Signs of Canine Influenza

As flu season closes in upon us humans, perhaps you’ve stopped to wonder if your dog, too, can catch the flu.  While not in the same form, the answer is yes.  They can catch dog flu, or Canine Influenza, a contagious disease that affects a dog’s respiratory system.

The Canine Influenza virus is caused by two main, widespread strains that are known to infect dogs – H3N8 and H3N2.  Fortunately, these viruses have never been proven to be transmissible to humans, but it’s best to err on the side of caution when caring for your sick pup.  You’ll still want to take care to disinfect your home, and wash your hands, especially if you have other pets in your house so that you don’t transfer the virus.   

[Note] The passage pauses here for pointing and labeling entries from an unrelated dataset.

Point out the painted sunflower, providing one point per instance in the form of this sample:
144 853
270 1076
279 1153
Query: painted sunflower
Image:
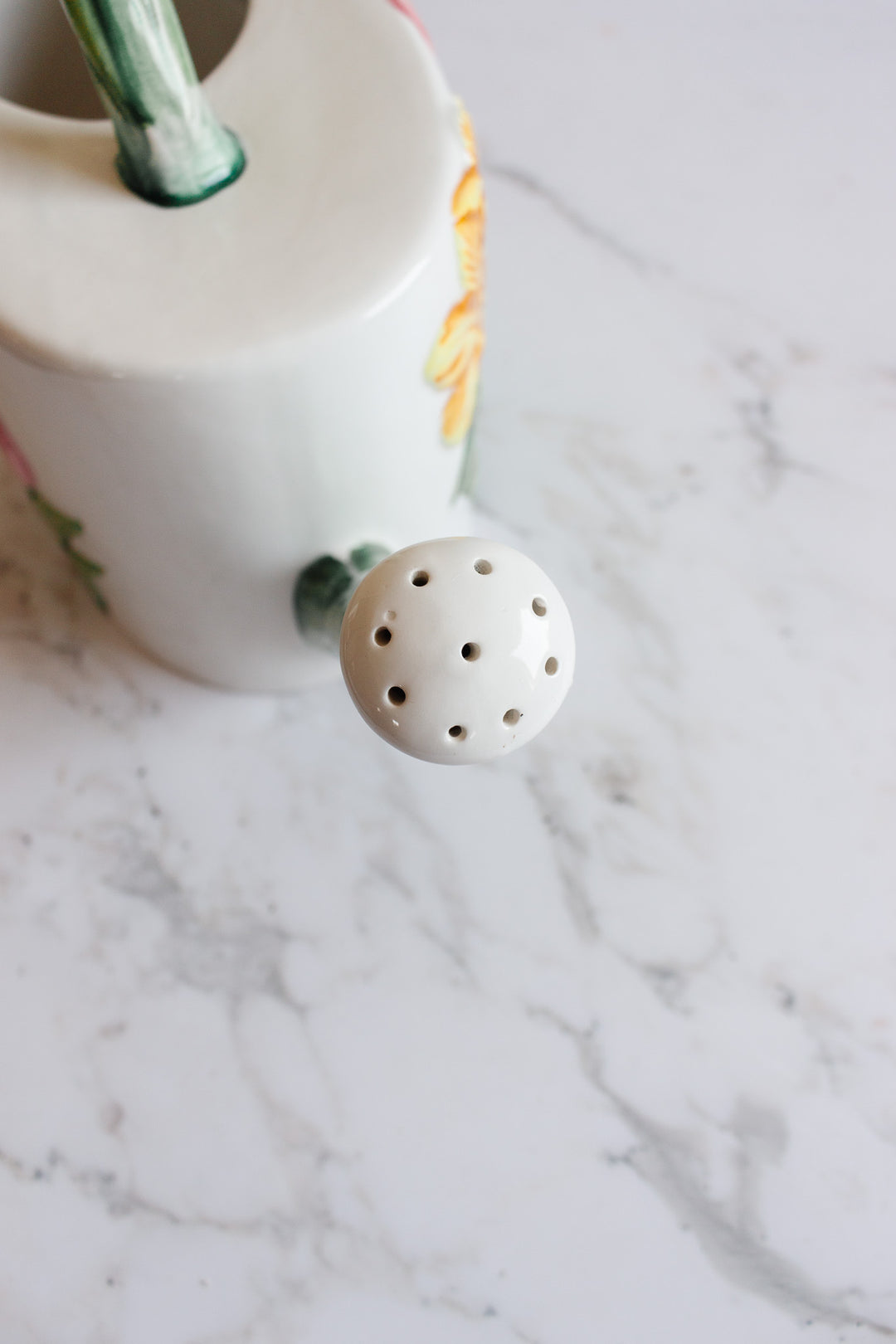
455 360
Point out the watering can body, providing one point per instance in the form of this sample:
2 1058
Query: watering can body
215 396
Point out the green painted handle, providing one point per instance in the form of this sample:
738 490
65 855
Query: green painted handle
173 149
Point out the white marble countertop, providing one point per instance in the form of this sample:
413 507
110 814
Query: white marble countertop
303 1040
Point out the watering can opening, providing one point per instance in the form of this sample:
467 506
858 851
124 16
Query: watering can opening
42 69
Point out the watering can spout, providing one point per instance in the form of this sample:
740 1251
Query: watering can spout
173 151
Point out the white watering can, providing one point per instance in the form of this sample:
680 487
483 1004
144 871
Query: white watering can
230 413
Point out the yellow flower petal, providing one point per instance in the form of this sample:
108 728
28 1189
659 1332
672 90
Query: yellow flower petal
469 234
458 343
457 416
469 194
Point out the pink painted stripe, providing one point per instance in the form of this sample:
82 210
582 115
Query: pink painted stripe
409 14
17 459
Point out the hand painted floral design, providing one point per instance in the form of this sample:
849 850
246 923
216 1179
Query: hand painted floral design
455 362
65 527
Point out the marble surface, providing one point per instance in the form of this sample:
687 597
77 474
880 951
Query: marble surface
303 1040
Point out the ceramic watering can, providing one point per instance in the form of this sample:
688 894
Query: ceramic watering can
236 410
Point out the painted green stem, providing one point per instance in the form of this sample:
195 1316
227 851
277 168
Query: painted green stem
173 149
324 587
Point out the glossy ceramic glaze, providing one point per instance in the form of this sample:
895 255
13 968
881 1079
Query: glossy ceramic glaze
457 650
218 396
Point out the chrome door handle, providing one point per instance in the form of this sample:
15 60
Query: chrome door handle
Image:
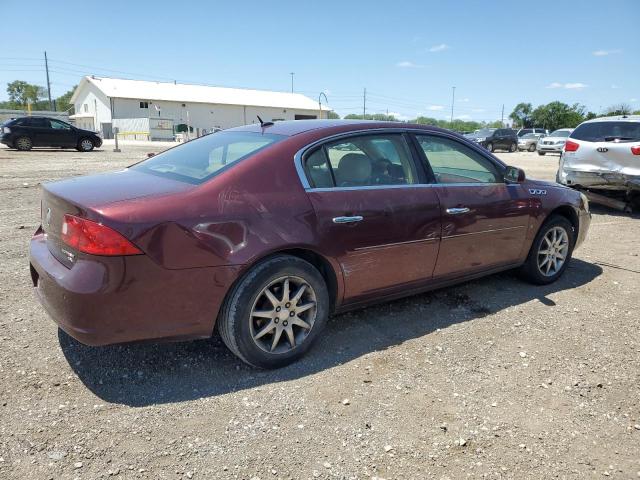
352 219
457 211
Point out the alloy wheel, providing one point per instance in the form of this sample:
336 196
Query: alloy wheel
553 251
283 315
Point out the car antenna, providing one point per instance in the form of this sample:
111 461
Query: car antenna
264 124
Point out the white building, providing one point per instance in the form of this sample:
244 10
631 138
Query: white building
156 110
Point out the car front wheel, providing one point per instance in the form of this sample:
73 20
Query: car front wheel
23 143
272 316
85 145
550 252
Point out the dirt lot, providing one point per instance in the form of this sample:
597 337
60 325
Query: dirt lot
491 379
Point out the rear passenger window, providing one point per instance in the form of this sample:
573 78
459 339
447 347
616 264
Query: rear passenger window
367 160
453 162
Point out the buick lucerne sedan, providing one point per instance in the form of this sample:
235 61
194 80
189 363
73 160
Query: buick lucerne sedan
264 231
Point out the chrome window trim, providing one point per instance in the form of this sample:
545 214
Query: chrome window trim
298 157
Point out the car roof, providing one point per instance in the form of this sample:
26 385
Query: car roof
616 118
295 127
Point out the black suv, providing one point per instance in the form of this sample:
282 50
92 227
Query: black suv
28 132
497 139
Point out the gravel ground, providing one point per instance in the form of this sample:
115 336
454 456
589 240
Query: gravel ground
490 379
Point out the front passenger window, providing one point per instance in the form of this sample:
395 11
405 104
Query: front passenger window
453 162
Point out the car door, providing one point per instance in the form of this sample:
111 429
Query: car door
375 214
61 134
484 219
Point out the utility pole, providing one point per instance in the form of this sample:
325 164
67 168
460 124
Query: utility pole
364 105
46 67
453 99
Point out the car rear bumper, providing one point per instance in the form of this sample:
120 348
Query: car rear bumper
550 148
105 300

So, how exactly do you know if your dog has been infected with Canine Influenza?  Here’s what you should watch out for: 

  • Loss in Appetite – A change in appetite is often the first sign of illness. If you start to notice any changes to their eating habits, look for other signs and symptoms straight away.
  • Coughing – If you’ve recently taken your dog for a stay at a kennel or daycare, and they come back with a cough, they may have caught Canine Influenza. Unfortunately, dog flu can sound very similar to kennel cough, but the treatments are quite different.  For this reason, it’s important to protect your dog from both, especially if they’re going to be spending time around other dogs.  Ask your vet about getting your pet vaccinated.
  • Sluggishness – While some dogs are naturally lethargic, it can also be a sign of illness. If your dog seems more sleepy than normal and is exhibiting other signs of the flu, like a sudden disinterest in things that might normally get them excited, then a visit to your vet may be in order.
  • Runny Nose – Normally, a dog’s runny nose is nothing to worry about. But, if they are showing signs of other symptoms, like congestion and mucus, it’s important to take note.
  • Dry Nose – While you’re checking your dog’s nose to see if it’s unusually or excessively runny, also check to see if their nose is dry. Dryness can be an indication of fever.
  • Fever – If you have a thermometer, a dog’s temperature normally runs between 99.5 and 102.5F degrees. If you don’t have a way to accurately read a fever, feel their ears and paws.  If they feel hot, your dog has a fever.
  • Sneezing – If your pup starts to having sneezing fits, it could be a sign of the flu, as their airways and nasal lining become inflamed.
  • Eye Discharge – If your dog develops an excessive discharge in their eyes, look for any possible irritants as well as for other flu-like symptoms.
  • Wheezing – Often, dogs might not experience or show signs of the full range of influenza symptoms, but they can still be infected. So, it’s important to pay close attention to signs of the illness’ progression, because just like with humans, they can develop pneumonia.  If you start to hear wheezing, take them to your vet right away.
  • Difficulty Breathing – Increased respiratory rate and difficulty breathing can also be symptoms of pneumonia and a result of the flu’s progression into your dog’s lungs.

If your dog starts to show any of these signs, take them to your vet right away.  They will help you and your canine companion find the best treatment so that your little buddy is back up and healthy in no time.